A protester harassed an attorney in the George Floyd case Thursday and another was later arrested carrying a loaded gun and several knives in the Hennepin County courthouse, making it unsafe to try four ex-cops there, according to an attorney for one of the former officers charged in the case.
Thomas Plunkett, who represents J. Alexander Kueng, filed a motion Friday to submit videos of both incidents to the court to reinforce an earlier request to move the trial elsewhere.
The incidents occurred after attorneys appeared in court for a 12:30 p.m. hearing Thursday.
None of the former officers — Kueng, Derek Chauvin, Thomas Lane and Tou Thao — attended the hearing, which had ended long before a 29-year-old Blaine man was arrested in the courthouse lobby after shouting, "Kill Derek Chauvin!"

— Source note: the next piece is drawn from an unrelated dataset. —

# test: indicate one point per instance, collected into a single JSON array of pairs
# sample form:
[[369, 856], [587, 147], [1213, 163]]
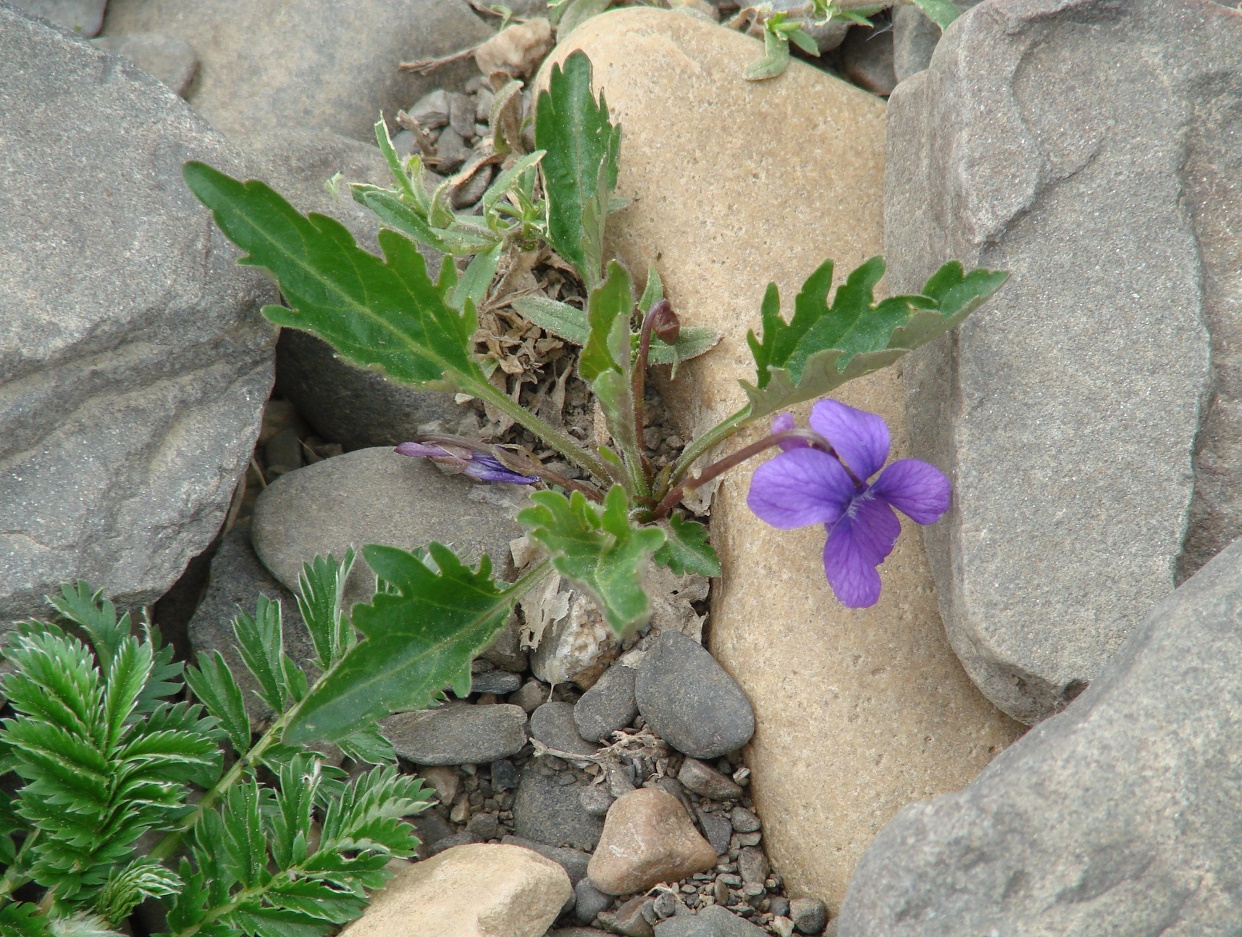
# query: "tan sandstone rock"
[[468, 891], [647, 839], [858, 712]]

That man, Thomas W. Moseley, was charged Friday with possession of a dangerous weapon, a felony. The charges say that deputies recovered a loaded handgun from his waistband and that he also was carrying "several knives." Only law enforcement officers are legally allowed to carry weapons in the Hennepin County Government Center.
Moseley was protesting with about seven others when he was arrested just before 3 p.m. Sheriff's spokesman Andy Skoogman said authorities confronted him because they believed he was connected to an Aug. 15 riot and property damage incident near the Fifth Precinct police station.
Deputies also handcuffed and held a 24-year-old female protester for questioning Thursday, but released her after it was determined that she was not wanted in connection with the Aug. 15 protest, Skoogman said.
Before the arrests, another protester had exchanged heated words with Lane's attorney, Earl Gray, in the courthouse lobby as he spoke to reporters.